The EU is set to apply dirty-money checks to football

Jean Delaunay

Politique de l’UE. Les législateurs concluent un accord pour lutter contre l’argent sale du football

Une nouvelle loi européenne qui devrait être adoptée mercredi pourrait entraîner des contrôles supplémentaires pour les grands clubs de football et une limitation de l’utilisation des espèces.

L’UE est sur le point d’adopter de nouvelles mesures anti-blanchiment d’argent pour les grands clubs de football, les paiements en espèces et les super-riches.

Bien que les négociations sur la réglementation anti-blanchiment d’argent aient échoué en décembre, les législateurs et les gouvernements sont désormais sur le point d’étendre sa portée, après que les organismes de normalisation mondiaux ont attiré l’attention sur les flux d’argent importants et souvent inexpliqués circulant dans le football international.

Une réunion qui se tiendra mercredi soir, connue sous le nom de trilogue, est susceptible de finaliser la nouvelle réglementation anti-blanchiment d’argent du bloc, ont déclaré à L’Observatoire de l’Europe deux sources au courant des discussions, ce qui signifie qu’elle pourrait être inscrite dans les statuts à temps pour les élections européennes de juin. .

Les lois anti-blanchiment d’argent existantes exigent que les entités assujetties, telles que les banques et les agents immobiliers, vérifient les antécédents de leurs clients.

Une extension au secteur du football « ne s’appliquerait qu’aux transactions les plus risquées », comme celles avec les investisseurs, les agents et les sponsors, indique un document préparé par le gouvernement belge, qui préside actuellement les négociations intergouvernementales sur la loi, daté du 6 janvier et consulté par L’Observatoire de l’Europe.

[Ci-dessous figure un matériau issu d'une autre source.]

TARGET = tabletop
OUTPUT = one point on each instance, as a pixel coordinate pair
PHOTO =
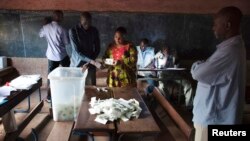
(85, 122)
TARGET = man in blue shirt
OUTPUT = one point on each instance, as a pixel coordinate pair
(57, 39)
(85, 43)
(145, 59)
(221, 78)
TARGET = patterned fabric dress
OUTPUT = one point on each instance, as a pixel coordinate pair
(124, 72)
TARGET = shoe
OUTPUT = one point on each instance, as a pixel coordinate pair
(48, 100)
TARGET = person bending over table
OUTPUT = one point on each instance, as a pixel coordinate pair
(122, 70)
(146, 60)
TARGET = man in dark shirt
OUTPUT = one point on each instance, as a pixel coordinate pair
(85, 43)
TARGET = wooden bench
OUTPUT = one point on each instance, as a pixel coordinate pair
(6, 109)
(7, 74)
(61, 131)
(186, 129)
(145, 125)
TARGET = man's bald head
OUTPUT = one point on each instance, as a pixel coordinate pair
(232, 15)
(227, 22)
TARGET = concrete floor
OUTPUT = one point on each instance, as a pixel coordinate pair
(43, 124)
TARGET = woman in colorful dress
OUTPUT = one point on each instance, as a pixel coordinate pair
(122, 72)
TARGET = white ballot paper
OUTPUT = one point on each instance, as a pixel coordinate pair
(114, 109)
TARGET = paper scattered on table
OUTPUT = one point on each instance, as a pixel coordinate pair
(25, 81)
(2, 100)
(5, 90)
(114, 109)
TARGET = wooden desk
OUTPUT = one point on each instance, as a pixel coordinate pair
(85, 124)
(17, 96)
(7, 112)
(145, 125)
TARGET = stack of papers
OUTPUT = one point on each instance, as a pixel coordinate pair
(25, 81)
(4, 92)
(114, 109)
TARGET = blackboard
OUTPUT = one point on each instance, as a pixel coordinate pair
(190, 35)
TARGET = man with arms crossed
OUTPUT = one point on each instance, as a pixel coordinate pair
(221, 79)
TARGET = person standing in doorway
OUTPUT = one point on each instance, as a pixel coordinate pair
(221, 78)
(57, 39)
(85, 43)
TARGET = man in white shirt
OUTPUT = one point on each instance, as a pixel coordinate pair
(57, 39)
(145, 59)
(221, 78)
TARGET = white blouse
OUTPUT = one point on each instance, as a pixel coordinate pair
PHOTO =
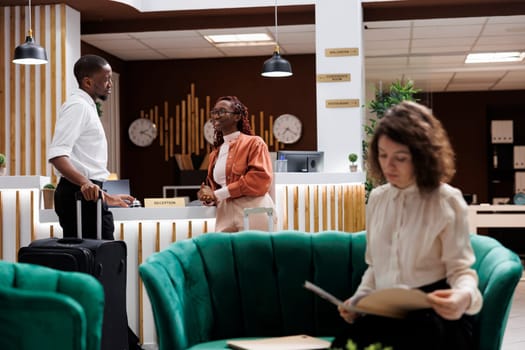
(416, 239)
(219, 171)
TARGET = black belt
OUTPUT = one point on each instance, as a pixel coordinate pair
(96, 182)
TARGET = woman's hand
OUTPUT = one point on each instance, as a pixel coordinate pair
(206, 195)
(347, 315)
(450, 304)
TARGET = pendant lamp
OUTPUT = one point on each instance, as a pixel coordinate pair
(29, 52)
(276, 66)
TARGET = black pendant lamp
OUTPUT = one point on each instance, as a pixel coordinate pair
(29, 52)
(276, 66)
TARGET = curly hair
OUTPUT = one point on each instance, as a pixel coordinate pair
(243, 125)
(88, 65)
(413, 125)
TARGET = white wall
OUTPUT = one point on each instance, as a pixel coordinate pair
(339, 130)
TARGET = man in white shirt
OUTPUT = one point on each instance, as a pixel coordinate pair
(78, 152)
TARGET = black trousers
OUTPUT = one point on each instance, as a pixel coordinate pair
(422, 329)
(66, 210)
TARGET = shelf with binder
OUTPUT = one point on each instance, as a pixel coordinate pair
(505, 153)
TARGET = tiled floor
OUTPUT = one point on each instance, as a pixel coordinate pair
(514, 338)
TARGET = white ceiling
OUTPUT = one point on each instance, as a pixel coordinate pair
(430, 52)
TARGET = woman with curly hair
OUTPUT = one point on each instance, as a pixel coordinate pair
(240, 170)
(417, 237)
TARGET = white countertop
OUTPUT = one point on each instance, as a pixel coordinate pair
(20, 182)
(141, 214)
(318, 178)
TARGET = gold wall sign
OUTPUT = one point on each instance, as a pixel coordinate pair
(344, 51)
(346, 103)
(330, 78)
(164, 202)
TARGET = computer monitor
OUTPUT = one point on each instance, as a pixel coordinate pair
(302, 161)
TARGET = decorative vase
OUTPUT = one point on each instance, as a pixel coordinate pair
(49, 198)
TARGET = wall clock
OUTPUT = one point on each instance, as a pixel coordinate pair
(209, 131)
(287, 128)
(142, 132)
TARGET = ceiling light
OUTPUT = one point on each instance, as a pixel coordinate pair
(29, 52)
(276, 66)
(494, 57)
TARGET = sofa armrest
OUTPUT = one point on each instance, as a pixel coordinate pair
(49, 320)
(499, 271)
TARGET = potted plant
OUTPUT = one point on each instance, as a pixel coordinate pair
(3, 164)
(48, 194)
(352, 157)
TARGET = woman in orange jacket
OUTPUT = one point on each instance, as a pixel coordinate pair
(240, 169)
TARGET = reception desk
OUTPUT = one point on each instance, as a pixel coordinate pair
(310, 202)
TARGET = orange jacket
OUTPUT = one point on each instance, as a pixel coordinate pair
(248, 167)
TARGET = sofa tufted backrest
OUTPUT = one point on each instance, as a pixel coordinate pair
(251, 284)
(43, 308)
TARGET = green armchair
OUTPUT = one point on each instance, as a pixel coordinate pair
(46, 309)
(218, 286)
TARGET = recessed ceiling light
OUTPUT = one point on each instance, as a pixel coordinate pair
(240, 39)
(494, 57)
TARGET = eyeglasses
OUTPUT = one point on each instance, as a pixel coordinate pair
(221, 112)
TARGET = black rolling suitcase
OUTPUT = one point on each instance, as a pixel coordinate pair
(104, 259)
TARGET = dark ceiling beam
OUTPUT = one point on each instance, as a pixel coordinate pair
(205, 19)
(428, 9)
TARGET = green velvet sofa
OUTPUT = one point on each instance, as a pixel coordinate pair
(46, 309)
(217, 286)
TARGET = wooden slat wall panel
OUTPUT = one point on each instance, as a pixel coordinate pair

Cela suggère que les fans ordinaires n’auraient pas besoin de faire approuver leur pièce d’identité pour acheter un abonnement.

On ne sait toujours pas si les agents de football seraient également des entités assujetties et si les États membres peuvent exempter les équipes dont le statut financier, transfrontalier ou de championnat suggère qu’elles présentent un risque moindre.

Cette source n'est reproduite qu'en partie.